Together, this gives you both a visual impression (seeing the robot behave)
and quantitative evidence (metrics showing the learning progress).
You export the trained scene as a .usd
file.
You save the trained model (policy weights).
Now you can re-load it any time or deploy it to a real robot.
Where does this happen?
-
Scene files (.usd)
- Saved inside the Isaac Sim environment.
- You can do this directly from the Isaac Sim UI (menu: File → Save),
or via script (stage.Export("scene.usd")
).
-
Training results (policy weights, logs)
- Saved in your Brev workspace (the web-based VS Code environment).
- Typically appears as files like
policy.pt
orcheckpoints/
. - You can commit them to GitHub/GitLab from the web IDE,
or download them to your local machine.
your changes can be lost when the cloud container shuts down.
- Open your browser and log into Brev.
- Launch the preconfigured Isaac Sim + Lab environment.
- Start two browser tabs:
- VS Code Web → to write code.
- Isaac Sim UI → to visualize the world.
- Load a standard warehouse world in Isaac Sim.
- Import a standard Franka Panda robot arm from the Isaac library.
- Write a simple Python script in VS Code to control the arm.
- Connect Isaac Lab to the simulation.
- Define a training task: the arm must pick up a box from the shelf.
- Set reward rules:
- +1 when the robot moves closer to the box.
- +10 when the box is successfully lifted.
- -1 when the arm collides with the shelf.
- Run thousands of training episodes in Isaac Lab.
- Simulate robot behavior in Isaac Sim during each episode.
- Use Brev’s GPU power in the cloud to accelerate physics and AI training.
- Observe the learning curve: the robot improves over time.
- Save the trained simulation as a
.usd
scene file. - Export the trained policy (model weights) for later use.

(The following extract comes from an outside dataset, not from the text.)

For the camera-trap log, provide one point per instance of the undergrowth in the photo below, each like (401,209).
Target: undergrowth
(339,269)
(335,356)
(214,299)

- Reload the saved scene or policy whenever needed.
- You need a Brev account to run Isaac Sim in the cloud. Brev manages GPU resources and the launchable environment.
- Without Brev:
- You can still run Isaac Sim locally (requires a powerful NVIDIA GPU + Omniverse Launcher).
- But setup is more complex compared to the cloud option.
This README explains in simple terms how Isaac Sim and Isaac Lab work in the cloud using Brev.